There’s also the fact that the previous ALT took issue with the class and claimed it as a major reason in their decision to not recontract. But that’s a whole other story.
—
So it seems Hillary won New Hampshire in spite of all manner of polls indicating the contrary. I want to believe this isn’t the end of the Obama surge, that he can still secure the nomination, but I read an interesting perspective on this recently.
There are those that think Obama needed to ride a wave of popularity through victories to maintain the youth vote, and that a loss in New Hampshire kills his momentum with them. Without the college crowd believing change is still possible, Hillary would win through strength of women and older democrats.
I hope to God this isn’t true. I really do. Obama strikes me as potential for real change and unity, and it would be a damn shame if we were to fall back into the traditional 50%+1 system of governance through Hillary. Plus, she’s just so polarizing that I still think a Republican candidate could beat her.
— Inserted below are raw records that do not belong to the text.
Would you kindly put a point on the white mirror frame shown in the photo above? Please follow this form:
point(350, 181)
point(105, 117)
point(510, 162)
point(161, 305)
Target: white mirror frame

But more than that, if Obama were to lose, it would mean another four years of the youth vote being ignored. It would anger and frustrate me. We’re brushed aside and judged as lazy, ignorant and disinterested. And unfortunately, to an extent, we are. It’s a vicious cycle of apathy when our efforts are consistently trounced by organized, veteran voting blocks. I can’t blame people for giving up in the face of predictable defeat. But Obama… if he wins, that could change. It would be a watershed moment in which the youth finally realizes they can have an impact on the process.
It’s less than a month until Super Tuesday. Less than a month to see if the youth vote will be worth a damn in 2008. 時代が変わっている。 Whatever you do, don’t look away.
Addendum: Does anyone else find it really depressing that Microsoft Word wants to change “Obama” to “Osama” whenever you run spellcheck?




{ 1 } Comments
It’s depressing that my Mac spell checker thinks the word “signage” is misspelled.